To take this to production, you'll need to make one more adjustment on the server. Add a detection block in your site's configuration on your server that will check if the escaped_fragment_ url is being requested, because if it is, we'll want to proxy the user over to PhantomJS instead of serving from our main server on port 80. If you're in Nginx2 (like I am), you can do this:

if ($args ~ escaped_fragment) {
    # Proxy to PhantomJS instance here
}

However you do it, just remember to have your PhantomJS running on a different port than your web server.

Common Problems #

(This section is reserved for commenters whose problems are solved. If you have any questions or concerns, leave a comment and let's sort it out together!) Problem: The curl test is not outputting pre-rendered html pages. Solution: You need to ensure that your root route '/' is what you used for the server address when you instantiated phantomjs. For example, if you're routing your application's root to '/index.html', you need to change the server address from the example above to http://localhost:9090/index.html/?_escaped_fragment_=' Whew! I know it seems daunting, but once you have it all setup, it's really very simple.

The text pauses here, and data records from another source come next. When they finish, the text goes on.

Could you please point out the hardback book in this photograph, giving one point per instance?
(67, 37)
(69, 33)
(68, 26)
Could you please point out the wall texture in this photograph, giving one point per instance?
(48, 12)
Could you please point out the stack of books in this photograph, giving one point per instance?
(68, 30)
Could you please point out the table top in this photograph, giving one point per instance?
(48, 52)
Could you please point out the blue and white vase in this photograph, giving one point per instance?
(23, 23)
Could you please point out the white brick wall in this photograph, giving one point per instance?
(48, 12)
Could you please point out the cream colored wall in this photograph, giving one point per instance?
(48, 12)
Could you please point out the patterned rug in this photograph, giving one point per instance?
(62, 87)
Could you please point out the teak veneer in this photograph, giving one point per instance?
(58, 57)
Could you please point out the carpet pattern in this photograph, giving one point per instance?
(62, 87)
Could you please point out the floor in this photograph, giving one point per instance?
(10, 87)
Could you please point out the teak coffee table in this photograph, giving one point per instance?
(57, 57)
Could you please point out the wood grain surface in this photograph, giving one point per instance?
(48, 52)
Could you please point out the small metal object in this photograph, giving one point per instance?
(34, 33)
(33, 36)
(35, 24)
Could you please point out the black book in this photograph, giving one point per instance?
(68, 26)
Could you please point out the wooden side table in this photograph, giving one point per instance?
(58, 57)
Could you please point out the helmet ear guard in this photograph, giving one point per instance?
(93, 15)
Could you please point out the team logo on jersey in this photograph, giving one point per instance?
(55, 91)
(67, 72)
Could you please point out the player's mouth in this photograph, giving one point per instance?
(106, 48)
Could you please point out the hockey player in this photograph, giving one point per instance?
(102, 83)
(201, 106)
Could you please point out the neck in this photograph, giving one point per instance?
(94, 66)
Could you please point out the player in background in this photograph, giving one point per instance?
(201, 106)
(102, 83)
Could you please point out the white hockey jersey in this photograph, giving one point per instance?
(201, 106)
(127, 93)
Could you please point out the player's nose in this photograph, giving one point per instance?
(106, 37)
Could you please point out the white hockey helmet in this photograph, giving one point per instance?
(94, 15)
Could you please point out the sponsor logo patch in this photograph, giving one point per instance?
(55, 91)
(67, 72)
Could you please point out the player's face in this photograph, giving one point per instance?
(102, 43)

  • If you want to see what a page looks like without pre-rendered HTML, just open up your AngularJS app in `view-source:your-app-url` and take a look. Notice anything? Your view partials are not loaded on this page; JavaScript loads these html files dynamically. If you think about this from a search engine's point of view, how will you be able to see the web content unless you're viewing the site from a browser? 
  • In a future tutorial, we'll talk about capitalizing on Nginx's amazing static file serving capabilities by setting up a failover for a prerendered cache of html files in a snapshots/ folder. Basically, Nginx receives the request and checks a local snapshots/ folder to see if the requested file exists. If it does, it will check it's last cache time. If it's too old, it will recache the file with PhantomJS and then serve the cached file. If it's not too old, it will simply serve the cached file.